In this guide, we’ll walk you through how to profile SQL queries – a crucial part of maintaining the performance of web applications that rely on database responses. This is a process that sets the groundwork to be then able to start working on optimizing these queries to improve their performance.
Understanding SQL Query Profiling
As you develop a web application and it begins to operate on a larger scale, SQL queries that once ran smoothly can cause performance issues. Generally speaking, there tends to be an increasing number of queries running against a growing amount of data with an increasing number of requests per second. And when performance suffers, so does the experience your users have when interacting with your site, software, or service.
Query profiling is a way of analyzing database queries, assessing their performance, and identifying potential problems.
By analyzing and identifying these problematic queries, you can make specific improvements that can make a measurable difference to the performance of their database. This will, in turn, allow for improved scalability in the future, as well as overall customer satisfaction, as apps and sites will be more responsive.
MariaDB (and MySQL) provide several tools and techniques for query profiling, which we’ll be covering in this article. Once the slow queries have been identified, the next step will be to optimize them. This process includes identifying the root cause of the issue, and making changes to the structure of the queries to improve their efficiency.
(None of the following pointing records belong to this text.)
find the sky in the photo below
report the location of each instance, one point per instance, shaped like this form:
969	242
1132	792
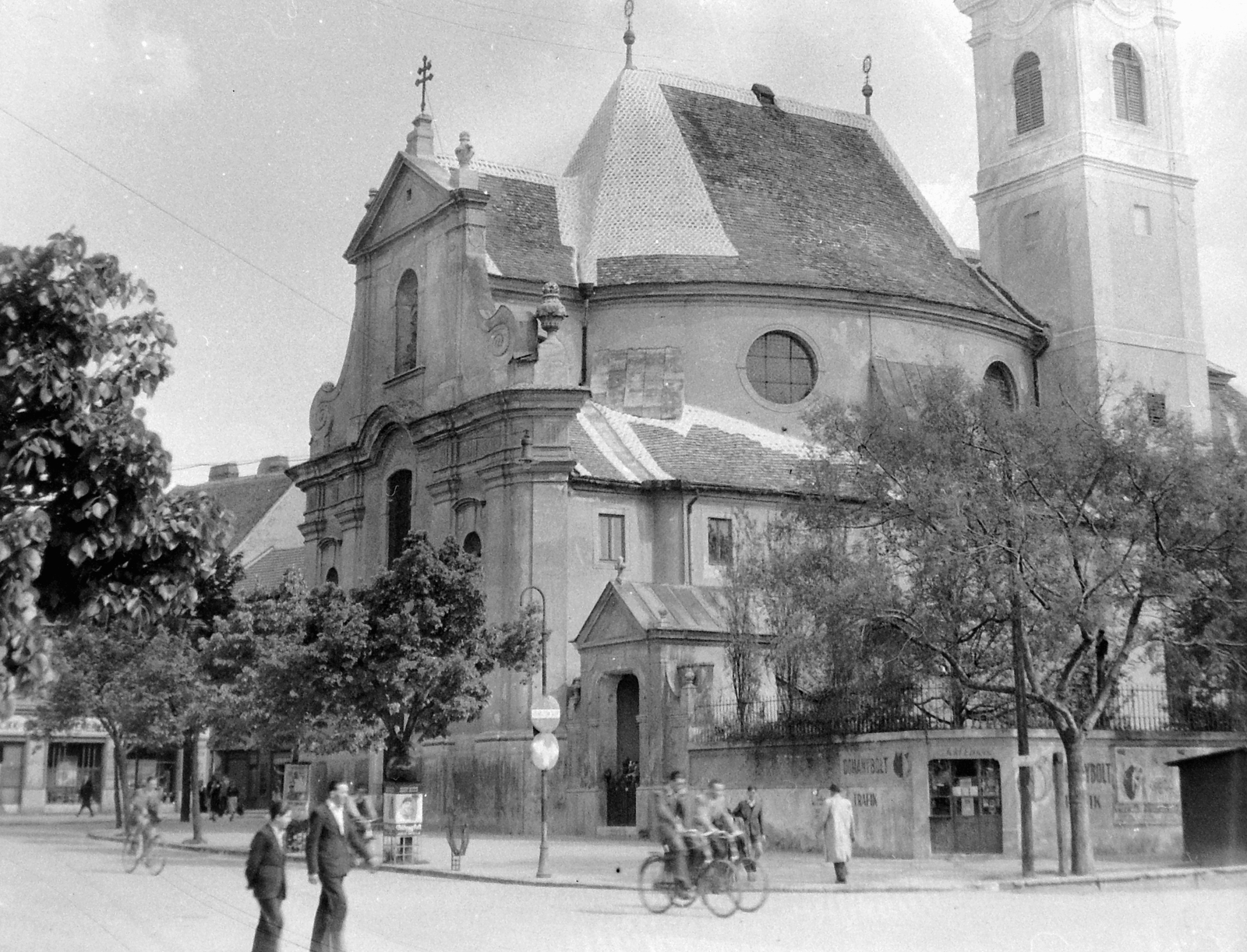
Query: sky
224	151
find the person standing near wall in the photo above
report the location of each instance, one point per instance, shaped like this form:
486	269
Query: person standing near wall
748	812
266	876
839	834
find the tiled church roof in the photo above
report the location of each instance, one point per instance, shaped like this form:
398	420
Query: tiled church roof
677	180
701	446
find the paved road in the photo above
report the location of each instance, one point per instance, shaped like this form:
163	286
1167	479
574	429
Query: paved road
62	893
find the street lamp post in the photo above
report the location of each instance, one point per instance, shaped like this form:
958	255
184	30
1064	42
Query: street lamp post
544	852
How To Profile SQL Queries (7 Methods)
Let’s start by breaking down the different tools and techniques that are available to identify slow and inefficient queries so that you know where to focus improvement efforts:
1 – The EXPLAIN EXTENDED Command
One of the tools that can be used to analyze your SQL queries is the EXPLAIN command.
By running the EXPLAIN command on a query, you are able to see how the query is executed, including which indexes are used, and the number of rows that are examined.
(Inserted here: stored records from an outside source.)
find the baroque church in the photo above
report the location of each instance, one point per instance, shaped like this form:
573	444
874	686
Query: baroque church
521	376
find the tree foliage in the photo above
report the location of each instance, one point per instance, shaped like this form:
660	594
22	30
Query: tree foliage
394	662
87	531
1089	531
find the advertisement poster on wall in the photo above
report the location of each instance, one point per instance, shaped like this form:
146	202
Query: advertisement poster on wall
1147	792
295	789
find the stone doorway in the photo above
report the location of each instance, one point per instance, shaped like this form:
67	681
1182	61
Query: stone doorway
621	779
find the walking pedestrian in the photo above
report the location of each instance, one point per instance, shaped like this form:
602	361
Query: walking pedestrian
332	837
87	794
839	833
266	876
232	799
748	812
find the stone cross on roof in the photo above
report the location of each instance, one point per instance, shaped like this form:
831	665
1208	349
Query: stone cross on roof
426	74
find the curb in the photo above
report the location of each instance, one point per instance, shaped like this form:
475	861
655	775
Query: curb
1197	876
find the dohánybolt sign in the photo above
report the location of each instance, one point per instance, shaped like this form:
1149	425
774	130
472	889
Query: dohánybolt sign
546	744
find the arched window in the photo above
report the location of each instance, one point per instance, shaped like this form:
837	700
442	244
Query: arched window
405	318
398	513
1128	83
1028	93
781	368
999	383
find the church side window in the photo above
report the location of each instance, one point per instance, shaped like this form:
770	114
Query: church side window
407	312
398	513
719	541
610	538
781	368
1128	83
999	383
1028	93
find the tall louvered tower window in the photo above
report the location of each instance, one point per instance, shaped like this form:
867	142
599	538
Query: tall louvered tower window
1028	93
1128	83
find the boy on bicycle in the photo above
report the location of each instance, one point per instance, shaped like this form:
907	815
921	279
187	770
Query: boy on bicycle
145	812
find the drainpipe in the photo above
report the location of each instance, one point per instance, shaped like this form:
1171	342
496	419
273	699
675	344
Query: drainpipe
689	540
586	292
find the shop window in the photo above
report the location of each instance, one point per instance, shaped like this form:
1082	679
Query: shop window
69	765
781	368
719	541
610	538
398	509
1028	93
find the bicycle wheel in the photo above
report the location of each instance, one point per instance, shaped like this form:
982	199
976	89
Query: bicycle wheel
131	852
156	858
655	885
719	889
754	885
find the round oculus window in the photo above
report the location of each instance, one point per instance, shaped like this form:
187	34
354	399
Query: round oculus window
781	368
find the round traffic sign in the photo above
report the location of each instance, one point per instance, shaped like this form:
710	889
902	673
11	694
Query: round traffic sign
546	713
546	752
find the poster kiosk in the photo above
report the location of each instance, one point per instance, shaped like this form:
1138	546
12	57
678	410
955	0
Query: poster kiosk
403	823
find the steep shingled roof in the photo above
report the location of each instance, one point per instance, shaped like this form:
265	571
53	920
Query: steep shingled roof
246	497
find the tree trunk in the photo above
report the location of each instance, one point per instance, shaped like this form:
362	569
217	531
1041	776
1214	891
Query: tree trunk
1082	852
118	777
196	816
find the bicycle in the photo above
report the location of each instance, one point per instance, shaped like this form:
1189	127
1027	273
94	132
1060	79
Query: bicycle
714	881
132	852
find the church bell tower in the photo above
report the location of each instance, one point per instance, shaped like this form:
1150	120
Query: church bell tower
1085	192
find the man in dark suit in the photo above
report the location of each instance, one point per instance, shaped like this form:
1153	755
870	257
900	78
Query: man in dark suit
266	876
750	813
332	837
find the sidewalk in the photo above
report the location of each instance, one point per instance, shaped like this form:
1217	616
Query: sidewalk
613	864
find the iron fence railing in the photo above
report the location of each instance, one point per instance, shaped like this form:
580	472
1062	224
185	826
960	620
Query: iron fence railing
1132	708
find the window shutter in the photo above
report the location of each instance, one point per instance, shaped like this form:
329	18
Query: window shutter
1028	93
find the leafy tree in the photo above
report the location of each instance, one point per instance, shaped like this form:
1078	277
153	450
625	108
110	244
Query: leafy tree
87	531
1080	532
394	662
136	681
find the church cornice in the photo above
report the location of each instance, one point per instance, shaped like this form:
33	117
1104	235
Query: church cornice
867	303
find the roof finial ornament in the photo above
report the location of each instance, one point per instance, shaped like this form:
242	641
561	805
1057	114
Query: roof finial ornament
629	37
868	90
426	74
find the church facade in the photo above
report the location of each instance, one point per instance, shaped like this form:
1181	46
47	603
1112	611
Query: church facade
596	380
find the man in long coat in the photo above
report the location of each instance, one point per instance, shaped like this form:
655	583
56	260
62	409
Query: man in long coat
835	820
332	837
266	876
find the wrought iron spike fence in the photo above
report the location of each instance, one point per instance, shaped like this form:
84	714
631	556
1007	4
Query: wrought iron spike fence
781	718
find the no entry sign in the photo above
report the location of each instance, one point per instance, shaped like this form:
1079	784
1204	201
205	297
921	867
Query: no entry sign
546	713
EXPLAIN SELECT * FROM orders
JOIN customers ON orders.customer_id = customers.customer_id
WHERE customers.name = 'John Smith';
When you run the EXPLAIN command on a query, it returns a result set with several columns, including:
- id: The unique identifier of the query in the execution plan
- select_type: The type of the query, such as SIMPLE or SUBQUERY
- table: The table that is being queried
- type: The join type used, such as JOIN or INDEX
- possible_keys: The indexes that MariaDB or MySQL could have used to process the query
- key: The index that MariaDB or MySQL actually used to process the query
- key_len: The length of the key that was used
- rows: The number of rows that MariaDB or MySQL estimates will be examined for the query
Extra: This contains additional information about the query, such as whether a full table scan was performed or whether a temporary table was used.
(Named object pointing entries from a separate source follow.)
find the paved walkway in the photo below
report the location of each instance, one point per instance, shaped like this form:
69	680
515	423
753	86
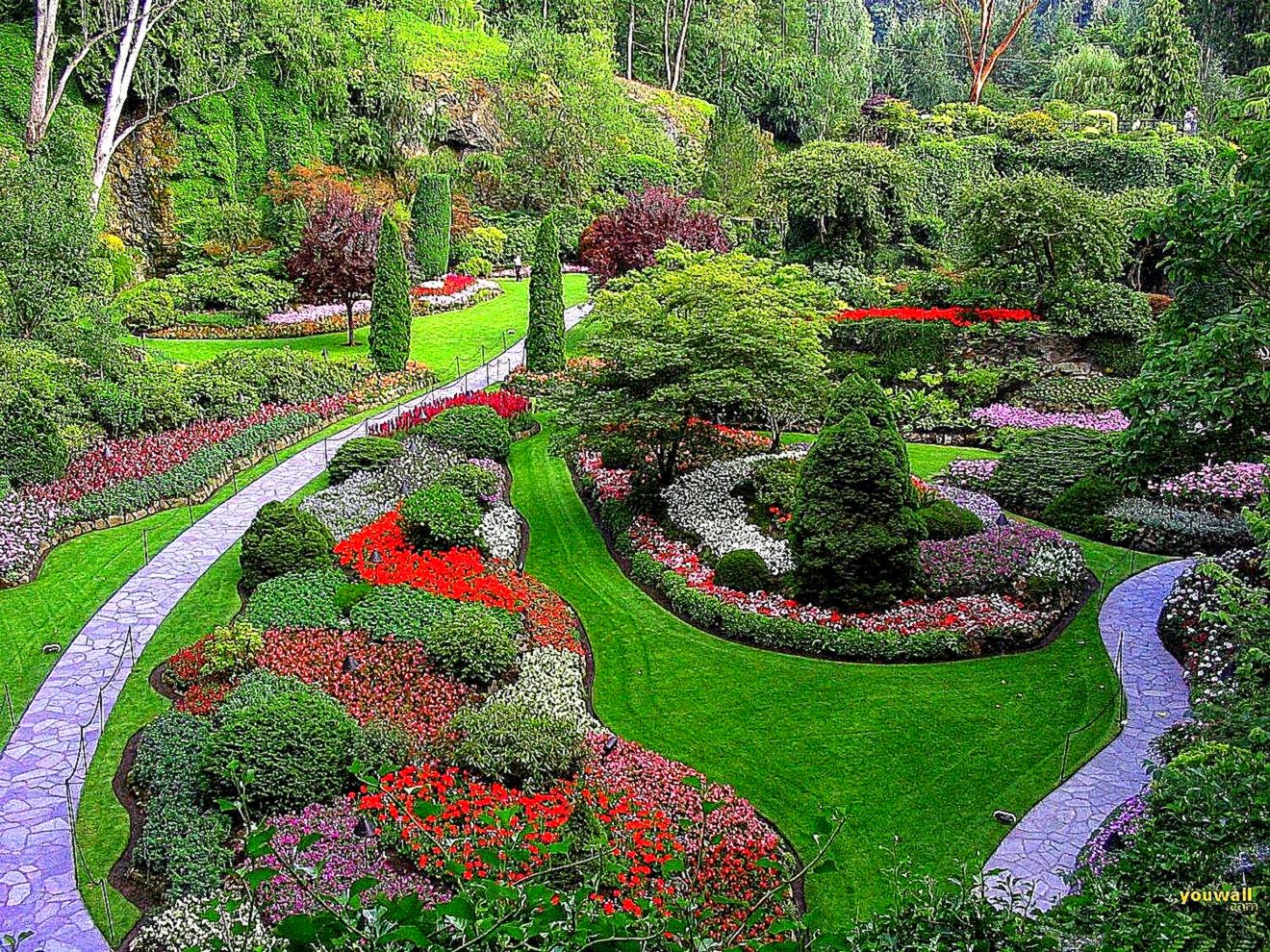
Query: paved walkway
42	768
1043	847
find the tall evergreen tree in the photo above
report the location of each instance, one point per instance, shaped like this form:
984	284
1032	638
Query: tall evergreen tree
855	527
544	343
390	302
1161	74
429	226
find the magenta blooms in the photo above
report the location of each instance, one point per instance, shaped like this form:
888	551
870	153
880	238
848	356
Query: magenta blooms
999	415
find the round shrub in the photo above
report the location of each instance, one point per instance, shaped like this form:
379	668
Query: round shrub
945	519
1082	507
294	739
440	516
361	455
472	431
743	570
284	539
474	642
513	745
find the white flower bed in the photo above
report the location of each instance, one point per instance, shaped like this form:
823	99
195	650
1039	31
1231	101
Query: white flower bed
550	686
701	503
500	531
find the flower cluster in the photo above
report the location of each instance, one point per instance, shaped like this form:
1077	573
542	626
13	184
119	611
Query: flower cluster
956	316
1219	487
997	415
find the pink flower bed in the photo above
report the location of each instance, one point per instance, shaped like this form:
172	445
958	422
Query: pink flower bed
999	415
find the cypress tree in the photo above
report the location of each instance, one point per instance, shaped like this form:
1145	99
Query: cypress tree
855	528
544	343
429	226
390	302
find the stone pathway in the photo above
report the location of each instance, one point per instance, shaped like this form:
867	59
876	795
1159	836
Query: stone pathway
42	768
1043	847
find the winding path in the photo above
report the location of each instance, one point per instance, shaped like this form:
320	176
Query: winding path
1043	847
42	768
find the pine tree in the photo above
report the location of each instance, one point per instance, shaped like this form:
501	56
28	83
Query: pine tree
390	302
429	226
1161	74
855	528
544	344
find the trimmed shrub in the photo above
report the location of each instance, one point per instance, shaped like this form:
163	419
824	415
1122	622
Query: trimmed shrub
282	539
544	341
1035	467
390	302
293	738
429	226
362	455
474	642
945	519
1082	507
513	745
855	527
472	431
743	570
440	518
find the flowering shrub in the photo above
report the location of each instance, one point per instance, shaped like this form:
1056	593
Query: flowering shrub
956	316
999	415
1221	487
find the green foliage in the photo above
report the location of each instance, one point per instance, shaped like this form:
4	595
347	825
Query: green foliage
544	343
429	226
944	519
390	302
475	432
743	570
284	539
440	518
472	642
1082	507
855	528
362	455
293	739
1038	466
513	745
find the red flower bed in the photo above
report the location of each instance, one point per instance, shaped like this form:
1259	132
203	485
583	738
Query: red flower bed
957	316
394	681
504	403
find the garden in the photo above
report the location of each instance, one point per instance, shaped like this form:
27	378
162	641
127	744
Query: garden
487	475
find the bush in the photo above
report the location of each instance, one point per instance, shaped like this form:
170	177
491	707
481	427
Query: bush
855	527
1080	508
474	431
282	539
440	518
294	739
743	570
512	745
297	601
362	455
1035	467
945	519
474	642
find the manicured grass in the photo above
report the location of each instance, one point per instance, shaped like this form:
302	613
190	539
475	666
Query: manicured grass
917	757
435	339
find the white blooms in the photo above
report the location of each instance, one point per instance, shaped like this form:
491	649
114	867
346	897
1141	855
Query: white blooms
550	686
500	531
701	503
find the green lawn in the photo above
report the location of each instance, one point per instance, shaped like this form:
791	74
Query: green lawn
435	340
916	756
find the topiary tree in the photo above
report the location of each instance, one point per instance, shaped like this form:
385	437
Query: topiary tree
544	343
855	527
284	539
390	302
431	216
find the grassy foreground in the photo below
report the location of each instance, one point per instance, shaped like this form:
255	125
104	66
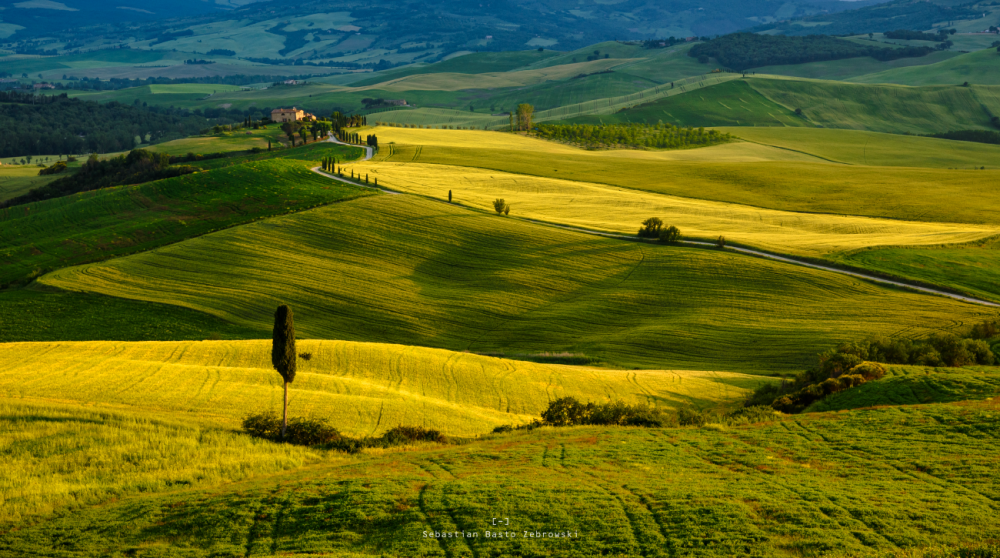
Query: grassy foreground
836	484
450	278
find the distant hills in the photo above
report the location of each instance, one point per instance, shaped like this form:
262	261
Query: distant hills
331	28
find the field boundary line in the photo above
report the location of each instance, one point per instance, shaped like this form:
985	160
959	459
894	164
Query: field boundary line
702	243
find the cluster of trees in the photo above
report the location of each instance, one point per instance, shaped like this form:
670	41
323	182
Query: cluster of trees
135	168
499	205
853	364
569	411
907	35
58	125
58	167
741	51
878	18
662	43
978	136
653	228
317	129
631	135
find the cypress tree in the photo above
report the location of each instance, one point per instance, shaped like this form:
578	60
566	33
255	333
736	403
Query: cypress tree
283	353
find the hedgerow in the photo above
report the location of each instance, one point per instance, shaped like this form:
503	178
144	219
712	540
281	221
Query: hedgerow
608	136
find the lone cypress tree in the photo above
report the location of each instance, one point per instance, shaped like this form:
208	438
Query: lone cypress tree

By analyzing the output of the EXPLAIN command, you are generally able to identify potential performance bottlenecks, such as poor indexing, suboptimal join types, or high numbers of examined rows.
For example, if the type column shows “ALL” instead of “index,” then the query is doing a full table scan, which is almost certainly going to result in slow performance. If the key column is NULL, then MySQL is not using any indexes, which will also be slow. If the rows column has a high value, it means that many rows are being examined, resulting in further degradation in performance.
We prefer using the EXPLAIN EXTENDED variation to help provide additional information.
Note: While this is deprecated in MySQL, it is still available in MariaDB.
By using the EXTENDED option, you will be able to see useful information such as the number of rows examined, the number of rows returned, information about the type of JOIN used, the order of the tables scanned, the indexes used, and how long the query took to be executed.
Here’s how using the EXPLAIN EXTENDED command looks:
EXPLAIN EXTENDED SELECT * FROM your_table WHERE column_name = 'value';
In this example, the EXPLAIN command will show a list of steps the database will take in order to execute the query, as well as a list of the resources it will use.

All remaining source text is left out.